Greasy Sakura Sushi
1.
The first step is to cook rice. I don’t have special rice for sushi, but I have mastered a trick: I usually eat rice and glutinous rice at a ratio of 3:1. Wash the rice, add a proper amount of water, and drip a few drops into the rice. Cooking oil can make rice grains distinct! Use a kitchen scale to weigh out two 150 grams of cooked rice, and mix one portion with fish floss powder. The amount depends on the color you want! Mix the other with sushi vinegar!
2.
A sheet of seaweed is folded in half and cut into four on average! Take another piece of seaweed and cut out the same width! The rest is spare!
3.
Put on disposable plastic gloves, spread a piece of cut seaweed, weigh out 30 grams of pink rice on a kitchen scale, and roll it into a strip in your hand!
4.
Put it in the middle of the seaweed! Roll up with a sushi curtain!
5.
Rolled into a cylindrical shape like the picture, I divided the rice into two 15 grams, rubbed the strips one after the other and placed it on the seaweed! The plastic surgery needs to be consistent to look good. My head in the first volume is a bit thicker, don't laugh at me!
6.
Make five small rolls in turn
7.
Gently rub the sushi roll back and forth with your hands, the round shape is better!
8.
Spread most of the remaining seaweed under the five small rolls! Put three rolls on the bottom and Japanese radish on the middle roll! The remaining two are around the radish!
9.
Wrapped with sushi curtain
10.
Look at the side of the sushi to make sure the plastic is uniform! If they are inconsistent, hold a part of the sushi roll in your hand and adjust the position! Then squeeze a little bit!
11.
Cling wrap on the sushi curtain! Take another piece of seaweed and spread the rice mixed with sushi vinegar evenly! Put the finished roll in the middle!
12.
Roll the sushi tightly and gently pinch it evenly at the front and back, as shown in the picture, don't take the plastic wrap!
13.
Place the sushi inside the rolling curtain and roll it round so that only the cut part is exposed! Dip the knife with boiled water. Dip it with water every time you cut a slice. Don't be afraid of trouble, so that you can cut beautiful and clean rolls!
14.
The beautiful Sakura Sushi is ready! Isn’t it beautiful? My son got up and saw this sushi and couldn’t help asking: Mom, did you make this or you bought it! Stupidly confused! Haha!
Tips:
1: Cook rice with rice and glutinous rice. You don't need to buy rice deliberately. You can cook sushi rice with distinct grains and stickiness!

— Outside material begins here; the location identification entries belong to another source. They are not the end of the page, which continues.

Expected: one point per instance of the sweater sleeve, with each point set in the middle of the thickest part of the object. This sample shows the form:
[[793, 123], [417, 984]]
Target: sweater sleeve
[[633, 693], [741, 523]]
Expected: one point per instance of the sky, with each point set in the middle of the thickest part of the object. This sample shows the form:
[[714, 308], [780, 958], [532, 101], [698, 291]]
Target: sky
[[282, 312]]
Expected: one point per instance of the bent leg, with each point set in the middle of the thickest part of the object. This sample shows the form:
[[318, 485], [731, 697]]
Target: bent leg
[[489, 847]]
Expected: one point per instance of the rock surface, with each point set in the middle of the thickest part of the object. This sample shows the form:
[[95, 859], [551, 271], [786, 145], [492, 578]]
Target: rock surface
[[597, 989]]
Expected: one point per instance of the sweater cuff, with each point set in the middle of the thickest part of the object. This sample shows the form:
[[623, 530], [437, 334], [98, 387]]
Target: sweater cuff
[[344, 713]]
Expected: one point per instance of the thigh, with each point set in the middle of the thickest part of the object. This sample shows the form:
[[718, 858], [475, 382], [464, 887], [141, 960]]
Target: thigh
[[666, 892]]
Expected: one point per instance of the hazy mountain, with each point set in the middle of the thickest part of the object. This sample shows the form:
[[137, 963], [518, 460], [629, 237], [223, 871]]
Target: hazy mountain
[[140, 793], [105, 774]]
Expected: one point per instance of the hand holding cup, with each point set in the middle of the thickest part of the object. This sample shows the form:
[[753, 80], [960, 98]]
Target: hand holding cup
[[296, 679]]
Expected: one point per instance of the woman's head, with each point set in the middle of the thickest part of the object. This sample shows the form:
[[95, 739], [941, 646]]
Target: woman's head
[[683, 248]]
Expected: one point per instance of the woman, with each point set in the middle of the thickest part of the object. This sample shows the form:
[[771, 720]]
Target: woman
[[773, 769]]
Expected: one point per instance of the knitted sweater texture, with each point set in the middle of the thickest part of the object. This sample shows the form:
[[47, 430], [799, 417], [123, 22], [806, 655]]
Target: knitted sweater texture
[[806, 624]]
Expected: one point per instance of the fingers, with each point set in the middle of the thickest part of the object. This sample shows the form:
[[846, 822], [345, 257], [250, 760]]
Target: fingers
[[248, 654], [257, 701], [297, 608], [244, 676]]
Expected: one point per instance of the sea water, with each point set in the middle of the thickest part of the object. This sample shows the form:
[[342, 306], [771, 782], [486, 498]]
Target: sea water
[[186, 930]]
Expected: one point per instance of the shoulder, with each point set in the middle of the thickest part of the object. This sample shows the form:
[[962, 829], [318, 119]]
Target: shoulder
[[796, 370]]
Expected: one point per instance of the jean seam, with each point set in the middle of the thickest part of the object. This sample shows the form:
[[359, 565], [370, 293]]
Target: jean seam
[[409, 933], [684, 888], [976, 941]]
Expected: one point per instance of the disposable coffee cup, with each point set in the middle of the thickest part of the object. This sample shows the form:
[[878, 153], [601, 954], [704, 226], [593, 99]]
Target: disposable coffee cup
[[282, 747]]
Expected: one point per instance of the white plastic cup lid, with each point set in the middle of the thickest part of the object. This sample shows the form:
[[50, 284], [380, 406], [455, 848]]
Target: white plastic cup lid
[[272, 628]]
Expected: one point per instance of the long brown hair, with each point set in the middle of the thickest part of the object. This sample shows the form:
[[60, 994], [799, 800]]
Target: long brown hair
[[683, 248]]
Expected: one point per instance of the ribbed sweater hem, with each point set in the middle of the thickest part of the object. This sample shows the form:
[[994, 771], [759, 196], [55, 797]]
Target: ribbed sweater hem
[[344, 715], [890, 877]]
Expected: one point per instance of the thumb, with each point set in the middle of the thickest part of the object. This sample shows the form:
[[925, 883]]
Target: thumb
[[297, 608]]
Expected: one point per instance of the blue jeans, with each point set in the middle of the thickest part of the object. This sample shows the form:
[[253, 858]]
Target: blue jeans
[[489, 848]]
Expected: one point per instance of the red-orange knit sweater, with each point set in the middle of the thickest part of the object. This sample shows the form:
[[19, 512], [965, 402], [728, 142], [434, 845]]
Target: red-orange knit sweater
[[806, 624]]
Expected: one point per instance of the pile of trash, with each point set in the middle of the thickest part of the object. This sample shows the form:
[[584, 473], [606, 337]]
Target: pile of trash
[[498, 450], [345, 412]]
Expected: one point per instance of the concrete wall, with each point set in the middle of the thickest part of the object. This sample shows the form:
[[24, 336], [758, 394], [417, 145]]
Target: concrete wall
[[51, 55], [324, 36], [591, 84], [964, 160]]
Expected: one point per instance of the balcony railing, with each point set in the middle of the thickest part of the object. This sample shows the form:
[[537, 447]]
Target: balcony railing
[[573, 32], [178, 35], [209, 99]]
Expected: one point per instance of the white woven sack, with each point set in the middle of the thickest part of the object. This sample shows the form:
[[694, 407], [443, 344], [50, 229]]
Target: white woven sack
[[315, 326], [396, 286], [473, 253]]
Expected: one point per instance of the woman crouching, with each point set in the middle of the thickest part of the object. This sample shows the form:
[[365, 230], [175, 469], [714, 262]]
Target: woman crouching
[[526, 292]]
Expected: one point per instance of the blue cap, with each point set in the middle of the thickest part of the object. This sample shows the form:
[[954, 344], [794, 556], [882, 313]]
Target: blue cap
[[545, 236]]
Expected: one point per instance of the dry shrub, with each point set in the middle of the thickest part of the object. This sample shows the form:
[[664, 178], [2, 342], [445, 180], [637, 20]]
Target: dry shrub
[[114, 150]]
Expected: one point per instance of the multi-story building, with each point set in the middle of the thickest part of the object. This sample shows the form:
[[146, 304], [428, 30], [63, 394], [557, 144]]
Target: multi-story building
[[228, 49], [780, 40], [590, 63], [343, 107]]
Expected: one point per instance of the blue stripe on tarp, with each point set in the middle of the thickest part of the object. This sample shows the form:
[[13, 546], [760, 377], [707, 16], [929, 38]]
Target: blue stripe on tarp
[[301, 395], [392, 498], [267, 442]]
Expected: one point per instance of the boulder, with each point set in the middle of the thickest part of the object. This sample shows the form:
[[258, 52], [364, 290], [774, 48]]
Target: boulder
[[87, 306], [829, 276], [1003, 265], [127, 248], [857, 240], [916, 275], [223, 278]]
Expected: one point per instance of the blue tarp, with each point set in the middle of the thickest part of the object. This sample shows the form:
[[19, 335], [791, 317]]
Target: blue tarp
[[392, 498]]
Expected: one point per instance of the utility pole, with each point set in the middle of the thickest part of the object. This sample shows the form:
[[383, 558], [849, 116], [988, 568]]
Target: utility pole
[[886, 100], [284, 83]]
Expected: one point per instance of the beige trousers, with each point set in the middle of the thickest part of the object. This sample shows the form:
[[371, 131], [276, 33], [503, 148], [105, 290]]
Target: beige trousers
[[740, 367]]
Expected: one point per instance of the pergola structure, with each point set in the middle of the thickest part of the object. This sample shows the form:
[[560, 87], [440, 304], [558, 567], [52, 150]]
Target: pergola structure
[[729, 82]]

2. Wear disposable plastic gloves when putting sushi rice, it's really hygienic and easy to make!
3. The sushi is wrapped, do not take the plastic wrap, it is not easy to deform and spread when cutting!
4. The sushi roll is cut in the rolling curtain, and it is still beautifully round after the cut!
5. When the five small rolls are inside the sushi, look at the side to make sure they are consistent. They look good!